- Genre: Crime Sci-Fi Thriller
- Written by: Leslie Stevens
- Directed by: Russ Mayberry
- Starring: Hugh O'Brian Elke Sommer Burgess Meredith Lilia Skala
- Music by: Dominic Frontiere
- Country of origin: United States
- Original language: English

Production
- Producer: Leslie Stevens
- Cinematography: John M. Stephens
- Editor: Bill Brame
- Running time: 95 minutes
- Production companies: Leslie Stevens Productions Warner Bros. Television

Original release
- Network: NBC
- Release: February 21, 1972

= Probe (film) =

1972 television film by Leslie Stevens

Probe is a 1972 American made-for-television crime sci-fi thriller film produced as a pilot for a science fiction detective series, originally to have continued under that title. Created by Leslie Stevens, it starred Hugh O'Brian as Hugh Lockwood, one of a group of high-tech private eyes working for the organization "World Securities Corp." When picked up for series production, the title was changed to Search, because Probe was the name of an existing PBS series. The film originally aired February 21, 1972 on NBC.

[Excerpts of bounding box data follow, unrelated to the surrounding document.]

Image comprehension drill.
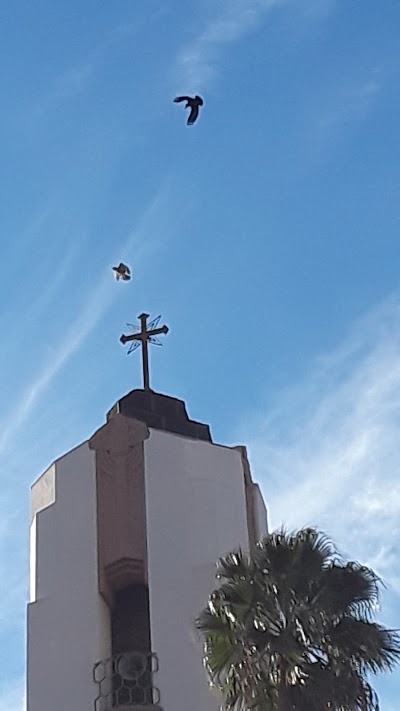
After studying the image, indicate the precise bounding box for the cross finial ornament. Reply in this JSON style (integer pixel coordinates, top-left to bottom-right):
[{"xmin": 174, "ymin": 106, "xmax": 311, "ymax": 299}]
[{"xmin": 119, "ymin": 314, "xmax": 169, "ymax": 390}]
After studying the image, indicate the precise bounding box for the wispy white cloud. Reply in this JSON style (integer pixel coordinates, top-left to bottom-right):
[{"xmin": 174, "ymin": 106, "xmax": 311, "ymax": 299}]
[
  {"xmin": 34, "ymin": 22, "xmax": 141, "ymax": 116},
  {"xmin": 177, "ymin": 0, "xmax": 284, "ymax": 91},
  {"xmin": 0, "ymin": 181, "xmax": 169, "ymax": 455},
  {"xmin": 176, "ymin": 0, "xmax": 337, "ymax": 92},
  {"xmin": 318, "ymin": 70, "xmax": 382, "ymax": 138},
  {"xmin": 242, "ymin": 299, "xmax": 400, "ymax": 591}
]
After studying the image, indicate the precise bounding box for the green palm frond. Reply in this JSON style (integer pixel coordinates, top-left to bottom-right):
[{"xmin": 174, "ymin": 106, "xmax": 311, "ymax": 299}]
[
  {"xmin": 195, "ymin": 528, "xmax": 400, "ymax": 711},
  {"xmin": 329, "ymin": 617, "xmax": 400, "ymax": 674}
]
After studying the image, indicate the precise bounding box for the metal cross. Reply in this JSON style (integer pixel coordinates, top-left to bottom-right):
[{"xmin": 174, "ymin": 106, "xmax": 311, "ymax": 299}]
[{"xmin": 119, "ymin": 314, "xmax": 169, "ymax": 390}]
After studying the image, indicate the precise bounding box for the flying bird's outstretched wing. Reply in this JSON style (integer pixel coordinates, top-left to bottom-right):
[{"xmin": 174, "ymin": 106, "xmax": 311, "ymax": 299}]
[
  {"xmin": 187, "ymin": 102, "xmax": 199, "ymax": 126},
  {"xmin": 113, "ymin": 262, "xmax": 131, "ymax": 281}
]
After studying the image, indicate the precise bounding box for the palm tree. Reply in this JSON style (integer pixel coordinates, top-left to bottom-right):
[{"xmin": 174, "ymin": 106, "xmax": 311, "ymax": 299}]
[{"xmin": 196, "ymin": 529, "xmax": 400, "ymax": 711}]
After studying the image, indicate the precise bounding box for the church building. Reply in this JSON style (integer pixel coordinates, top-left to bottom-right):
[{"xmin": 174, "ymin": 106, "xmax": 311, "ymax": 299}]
[{"xmin": 27, "ymin": 314, "xmax": 267, "ymax": 711}]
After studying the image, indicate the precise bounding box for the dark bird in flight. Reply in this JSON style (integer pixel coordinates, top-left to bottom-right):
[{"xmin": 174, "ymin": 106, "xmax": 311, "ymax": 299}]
[
  {"xmin": 113, "ymin": 262, "xmax": 131, "ymax": 281},
  {"xmin": 174, "ymin": 94, "xmax": 204, "ymax": 126}
]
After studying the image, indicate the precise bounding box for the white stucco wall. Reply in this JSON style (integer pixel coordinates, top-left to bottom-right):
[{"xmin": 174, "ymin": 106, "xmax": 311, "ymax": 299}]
[
  {"xmin": 144, "ymin": 430, "xmax": 252, "ymax": 711},
  {"xmin": 27, "ymin": 442, "xmax": 110, "ymax": 711}
]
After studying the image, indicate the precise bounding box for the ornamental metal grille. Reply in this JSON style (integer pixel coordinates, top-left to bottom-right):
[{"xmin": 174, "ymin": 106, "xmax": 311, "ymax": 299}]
[{"xmin": 93, "ymin": 652, "xmax": 160, "ymax": 711}]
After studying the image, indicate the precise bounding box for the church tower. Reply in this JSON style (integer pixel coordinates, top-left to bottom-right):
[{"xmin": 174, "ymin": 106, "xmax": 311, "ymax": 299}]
[{"xmin": 27, "ymin": 314, "xmax": 267, "ymax": 711}]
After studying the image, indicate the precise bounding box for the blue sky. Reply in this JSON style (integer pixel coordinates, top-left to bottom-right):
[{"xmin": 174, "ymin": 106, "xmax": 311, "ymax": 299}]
[{"xmin": 0, "ymin": 0, "xmax": 400, "ymax": 711}]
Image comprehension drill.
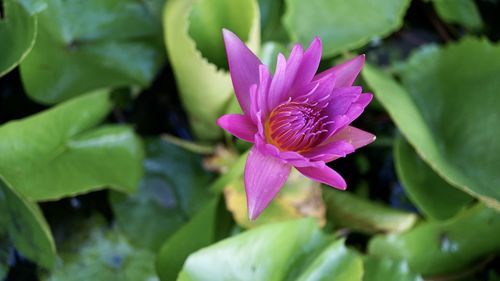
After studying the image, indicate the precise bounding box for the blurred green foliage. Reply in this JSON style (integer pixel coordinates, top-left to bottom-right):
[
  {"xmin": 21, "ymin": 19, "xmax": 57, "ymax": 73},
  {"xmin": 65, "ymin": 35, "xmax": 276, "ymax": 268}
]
[{"xmin": 0, "ymin": 0, "xmax": 500, "ymax": 281}]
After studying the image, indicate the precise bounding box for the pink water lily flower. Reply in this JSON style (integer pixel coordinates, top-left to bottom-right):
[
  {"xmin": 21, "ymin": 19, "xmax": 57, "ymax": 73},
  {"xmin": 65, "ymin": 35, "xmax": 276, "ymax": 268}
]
[{"xmin": 217, "ymin": 30, "xmax": 375, "ymax": 220}]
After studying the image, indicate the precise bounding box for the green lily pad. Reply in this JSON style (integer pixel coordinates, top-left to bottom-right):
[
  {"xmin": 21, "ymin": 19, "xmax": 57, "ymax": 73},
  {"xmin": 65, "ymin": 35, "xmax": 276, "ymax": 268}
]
[
  {"xmin": 0, "ymin": 91, "xmax": 143, "ymax": 200},
  {"xmin": 283, "ymin": 0, "xmax": 410, "ymax": 57},
  {"xmin": 21, "ymin": 0, "xmax": 163, "ymax": 104},
  {"xmin": 323, "ymin": 188, "xmax": 417, "ymax": 234},
  {"xmin": 110, "ymin": 139, "xmax": 212, "ymax": 251},
  {"xmin": 42, "ymin": 219, "xmax": 158, "ymax": 281},
  {"xmin": 432, "ymin": 0, "xmax": 483, "ymax": 30},
  {"xmin": 363, "ymin": 256, "xmax": 423, "ymax": 281},
  {"xmin": 156, "ymin": 198, "xmax": 219, "ymax": 281},
  {"xmin": 163, "ymin": 0, "xmax": 260, "ymax": 141},
  {"xmin": 394, "ymin": 137, "xmax": 473, "ymax": 220},
  {"xmin": 369, "ymin": 204, "xmax": 500, "ymax": 275},
  {"xmin": 177, "ymin": 219, "xmax": 363, "ymax": 281},
  {"xmin": 0, "ymin": 235, "xmax": 9, "ymax": 280},
  {"xmin": 295, "ymin": 237, "xmax": 364, "ymax": 281},
  {"xmin": 362, "ymin": 38, "xmax": 500, "ymax": 209},
  {"xmin": 0, "ymin": 180, "xmax": 56, "ymax": 268},
  {"xmin": 0, "ymin": 0, "xmax": 38, "ymax": 77}
]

The investigators, called Probes, were outfitted with various electronic implants including a button-sized "scanner" containing a miniaturized video camera, microphone and transmitter linked to a team of technicians and experts who constantly monitored the Probe's surroundings, actions and vital signs; they were able to supply the Probe with encyclopedic information on any subject.

Lockwood was designated "Probe One." In the pilot, he sets out for Europe to track down a multimillion-pound stash of gemstones amassed by Hermann Goering during World War II.

The pilot has been released as a publish-on-demand DVD-R on August 1, 2011.

==Cast==
- Hugh O'Brian as Hugh Lockwood
- Elke Sommer as Heideline "Uli" Ullman
- Burgess Meredith as V.C.R. Cameron
- Lilia Skala as Frieda Ullman
- Angel Tompkins as Gloria Harding
- John Gielgud as Harold L. Streeter
- Kent Smith as Dr. Edward Laurent
- Alfred Ryder as Cheyne
- Ben Wright as Kurt van Niestat
- Robert Boon as Felix Ernst
- Albert Popwell as Dr. Griffin
- A Martinez as Carlos Lobos
- Byron Chung as Kuroda
- Ginny Golden as Ginny Keach
- Jules Maitland as Reinhardt Brugge

==Probe Control==
Probe agents reported to V.C.R. Cameron (Burgess Meredith), the "director" of the investigations, who ran Probe Control Unit One, a center patterned on the NASA Mission Control Center. "Cam" was the leader of the expert team who monitored and provided the agent with intelligence. Early in the series the Probe Control set was placed in a darkened isolated space, alluding to a large-scale operations center. By the middle of the season, the control room was scaled down and relocated to a well-lit but smaller "bunker rush" room. According to the show's credits, the computer equipment was provided by Control Data Corporation.

The building used as the headquarters for World Securities Corporation is currently the headquarters for Bank of America in San Francisco.